= James Miller (playwright) =

English playwright, poet, librettist, and minister

James Miller (1704-1744) was an English playwright, poet, librettist, and minister.

== Biography ==
Miller was born in Bridport, Dorset on 11 August 1704, the son of a clergyman who possessed two considerable livings in the county. He studied at Wadham College, Oxford, and while there wrote part of his famous comedy, The Humours of Oxford, which contained music by Richard Charke and was first performed on 9 January 1730, to great success.

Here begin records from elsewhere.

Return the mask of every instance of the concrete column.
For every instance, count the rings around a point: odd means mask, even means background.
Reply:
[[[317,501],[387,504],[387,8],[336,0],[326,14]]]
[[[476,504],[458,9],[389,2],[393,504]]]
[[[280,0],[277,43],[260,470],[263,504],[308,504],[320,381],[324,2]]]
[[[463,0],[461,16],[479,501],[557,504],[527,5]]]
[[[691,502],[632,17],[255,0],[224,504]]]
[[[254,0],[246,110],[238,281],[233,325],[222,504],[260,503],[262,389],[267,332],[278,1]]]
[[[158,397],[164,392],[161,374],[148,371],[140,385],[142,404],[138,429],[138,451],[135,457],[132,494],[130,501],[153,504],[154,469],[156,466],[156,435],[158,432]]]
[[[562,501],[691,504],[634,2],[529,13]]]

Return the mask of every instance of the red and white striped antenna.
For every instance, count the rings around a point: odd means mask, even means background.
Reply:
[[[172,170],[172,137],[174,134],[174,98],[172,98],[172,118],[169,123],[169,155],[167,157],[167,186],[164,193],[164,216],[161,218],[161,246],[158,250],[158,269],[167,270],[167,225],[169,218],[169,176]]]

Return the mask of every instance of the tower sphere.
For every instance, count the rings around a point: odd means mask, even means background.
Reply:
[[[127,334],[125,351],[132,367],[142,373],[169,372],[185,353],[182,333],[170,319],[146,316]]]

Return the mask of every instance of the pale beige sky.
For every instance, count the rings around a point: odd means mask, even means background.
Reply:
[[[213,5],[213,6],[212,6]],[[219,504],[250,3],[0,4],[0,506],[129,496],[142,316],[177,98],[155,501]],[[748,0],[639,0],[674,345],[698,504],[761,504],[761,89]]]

Miller's family was somewhat unsupportive of his theatrical endeavors. They had wanted him to pursue a career in business, but Miller showed a revulsion to such a path. He therefore was persuaded to follow in his father's profession as a minister, taking holy orders soon after he left Wadham. Miller became a lecturer at Trinity College, Conduit Street and a preacher at Roehampton Chapel. The livings for these positions however did not provide for the lifestyle that Miller was accustomed to, so he continued to write for the stage to supplement his income. This decision was met by some hostility by his colleagues in the church and his career as a clergyman suffered to some extent. Regardless, he went on to write eight more plays, many of which were premièred at the Theatre Royal, Drury Lane, and contained incidental music by Thomas Arne.

Miller died in Chelsea on 27 April 1744 a few days after his adaptation of Voltaire's tragedy Mahomet opened in London. He was married and had one son.

== Works ==
Miller wrote mostly comedies for the stage and he was known for his use of intelligent parody and wry wit. His known dramatic works include: The Humours of Oxford (1730), The Mother-in-Law (1734), The Man of Taste (1735), The Universal Passion (1737), The Coffee House (1737), Art and Nature (1738), An Hospital for Fools (1739), The Picture, or Cuckold in Conceit (1745), and Mahomet the Imposter (1744, completed by John Hoadly). He also wrote the libretto to George Frideric Handel's Joseph and his Brethren (1744) and translated Molière's comedies for their first publication into the English language.

Miller was also a celebrated and prolific poet, of which the satirical poem Harlequin Horace is his most well known work. Miller dedicated the poem to its subject, Mr. Rich, who was the manager of the Covent Garden Theatre at that time. The poem, an ironic portrait and arch mockery of Rich, was payback to a man who had offended Miller. Several of his poems were published in Gentleman's Magazine.

Miller also contributed some religious writings, publishing a volume of his sermons. His sermons display an air of distinguished piety, and a zeal for the interest of what Miller called 'true religion'.